A cidade de São Paulo continua sem estádio e sem obras, mas
o prefeito acaba de conceder 50% e 60% de isenção em taxas e tributos, para a
construção do estádio do Corinthians e mais a emissão de CDIs no valor de até
200 milhões de reais.
Como político esperto, cada dia mais, o prefeito correu a
explicar que isso não se tratava de dinheiro público. Ora, ora, francamente,
senhor prefeito, desde quando e onde isenção fiscal não é dinheiro público?
Parte da resposta eu sei, parte não sei.
Desde quando renúncia fiscal, no caso deixou de ser
considerada pelos seus responsáveis eu realmente não tenho certeza, mas creio
que essa coisa começou ali pelos anos 70.

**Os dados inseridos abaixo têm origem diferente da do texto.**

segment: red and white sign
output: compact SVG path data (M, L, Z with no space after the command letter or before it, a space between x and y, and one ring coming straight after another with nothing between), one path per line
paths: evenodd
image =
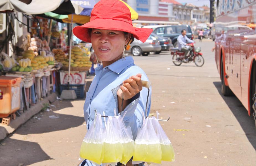
M0 90L0 100L3 100L3 97L4 96L4 92L1 92Z
M69 79L69 84L84 84L86 74L85 72L71 73ZM68 73L65 72L61 72L60 76L61 84L62 85L68 84Z

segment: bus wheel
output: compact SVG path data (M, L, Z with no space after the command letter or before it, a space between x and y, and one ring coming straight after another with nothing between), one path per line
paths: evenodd
M227 86L225 85L224 81L224 70L223 69L223 61L222 58L221 58L221 93L225 96L232 96L233 94L232 91Z
M252 106L251 107L251 113L252 113L252 116L255 121L255 127L256 127L256 76L255 75L256 74L256 66L255 66L255 64L254 64L253 66L253 69L250 76L252 85L250 91L254 93L251 95L251 98L252 100L250 101L250 103Z

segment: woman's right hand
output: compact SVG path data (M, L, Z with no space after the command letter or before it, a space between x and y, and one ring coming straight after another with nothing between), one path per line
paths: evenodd
M141 74L139 73L123 82L117 91L117 96L121 100L123 97L124 100L125 101L131 98L142 90Z

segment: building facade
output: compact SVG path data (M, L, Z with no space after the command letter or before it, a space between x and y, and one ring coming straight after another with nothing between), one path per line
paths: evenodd
M173 20L172 4L161 6L159 0L125 0L139 15L138 20L169 21Z
M193 5L192 4L188 5ZM210 21L210 9L207 6L195 6L191 11L191 19L195 22L208 22Z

Agora, onde ela não é considerada como dinheiro público, ah,
isso eu sei: Pindorama! Ou Terra de Vera Cruz. Ou, simplesmente, Brasil. Aqui,
nossos políticos não consideram que abrir mão de impostos e taxas seja fornecer
dinheiro público ao beneficiado. Talvez pelo fato do dinheiro não entrar no
caixa e dali sair.
Então tá bom.
Com os CDIs o processo é mais interessante, mas continua
sendo emprego de dinheiro público. A prefeitura vai emitir papeis – os CDIs –
em valores variáveis para diferentes empresas ligadas ao projeto. Esses valores
poderão chegar a até 60% do custo total investido. Esses papeis serão entregues
aos investidores após a conclusão do projeto, no decorrer de cinco anos, com
seus valores corrigidos. O investidor de posse dos mesmos, poderá usá-los para
pagamento de débitos próprios em impostos, taxas ou compra de bilhete único ou
ainda para pagamento de dívidas com a municipalidade. Poderá, também,
repassá-los a outras empresas. Ao fim e ao cabo, impostos, taxas, bilhetes
únicos deixarão de ser pagos em dinheiro. A prefeitura receberá papeis que ela
emitiu a título de incentivo. Trocando em miúdos, temos o emprego de dinheiro
público para as obras do estádio.
Nenhuma surpresa nesse fato, que é apenas o começo, aqui em
São Paulo. Teremos muitas outras notícias de teor semelhante nos próximos anos.